A controversial human trafficking amendment, which would disallow fast-track procedures for agreements with countries classified by the State Department as "Tier 3" violators of human-trafficking standards, was included in the final bill. Malaysia, which is currently negotiating TPP with the U.S., was classified under Tier 3 in the State Department's latest Trafficking in Persons Report. The amendment's sponsor, Bob Menendez (D-NJ), announced on May 19 that he had reached a compromise with Senators Hatch and Wyden to weaken the language in the amendment, which is expected to be achieved later in the legislative process.

The House Republican leadership has indicated that the House will begin consideration of TPA the week of June 8. At this point, it remains unclear whether the legislation will pass the House, given opposition by a majority of House Democrats and a conservative wing of House Republicans. Both TPA supporters, including industry groups and the White House, and TPA opponents, including labor unions and environmental groups, are ramping up efforts in the lead up to the House vote to shore up support for their respective sides.

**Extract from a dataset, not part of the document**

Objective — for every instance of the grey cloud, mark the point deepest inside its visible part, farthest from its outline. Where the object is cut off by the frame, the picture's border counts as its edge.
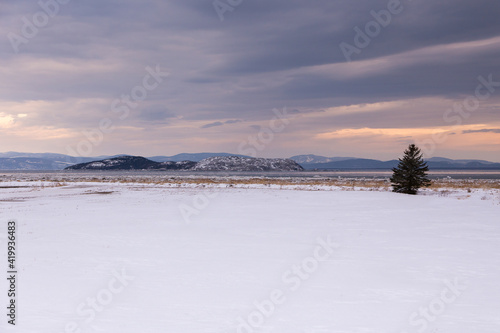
(215, 124)
(489, 130)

For more information, contact: Dj Wolff, Evan Yu


Exports to Russia: BIS Issues Additional Due Diligence Guidance

On May 20, the Bureau of Industry and Security (BIS) posted additional guidance to U.S. exporters to prevent unauthorized re-exports to Russia. BIS is concerned with efforts by front companies and other intermediaries, who are not the final end-user, to transship or re-export U.S.-origin items to the Russian Federation in violation of the restrictions implemented last August to target Russia's energy and defense sectors.

BIS is particularly concerned with transactions involving National Security (NS)-controlled items, or items listed in Supplement No. 2 to Part 744 of the Export Administration Regulations (EAR), which lists items that are subject to the military end use license requirement.

As described in Supplement No. 3 to Part 732 of the EAR, whenever a person who is clearly not going to be using the item for its intended end use (e.g., a freight forwarder) is listed as an export item;s final destination, the exporter has an affirmative duty to inquire about the end use, end user, and ultimate destination of the item to ensure the transaction complies with the EAR.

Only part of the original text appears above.